WIDEO: Pożar w Zielonej Górze. Toksykolog: Nie wiadomo, co tam się znajduje
- Całe szczęście, że nie ma zagrożenia dla życia i zdrowia ludzkiego (...) Należy podkreślić, że nie wiadomo, co tam się znajduje, co tak naprawdę uległo spaleniu. To zatrważające. Przez tyle lat substancje, materiały tam leżały i nikt ich nie zbadał - podkreślił.
Jak zaznaczył, odpady mogą stwarzać zagrożenie, ale nie mamy pełnych informacji, ponieważ nie wiemy, co dokładnie uległo spaleniu podczas pożaru.
"To, że środowisko zostało zanieczyszczone nie ulega żadnej wątpliwości"
Ekspert został również zapytany, czy pożar przyniesie przyniesie konsekwencje dla środowiska. - Powinna działać zasada prewencji. Nigdy nie można wykluczyć, że do zanieczyszczenia środowiska nie dojdzie, bo dojdzie, ale w jakim stopniu, natężeniu, to już powinny określić służby.

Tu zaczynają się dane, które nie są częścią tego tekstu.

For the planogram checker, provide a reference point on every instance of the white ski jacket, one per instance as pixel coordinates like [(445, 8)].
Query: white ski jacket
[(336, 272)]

ZOBACZ: Pożar hali w Zielonej Górze. Sztab kryzysowy o jakości powietrza
- Woda wodociągowa monitorowana jest non stop, więc w tym przypadku zagrożenia nie ma. Zagrożenie byłoby gdyby wokół tego miejsca palącego się znajdowały się wody powierzchniowe, ciągi czy strumyki - mówił.
Jak dodał, ważne teraz będzie mapowanie terenu, by określić, czy na skutek pożaru nie doszło do skażenia gleby, a jeśli doszło, to w jakim stopniu. - To, że środowisko zostało zanieczyszczone nie ulega żadnej wątpliwości - podkreślił.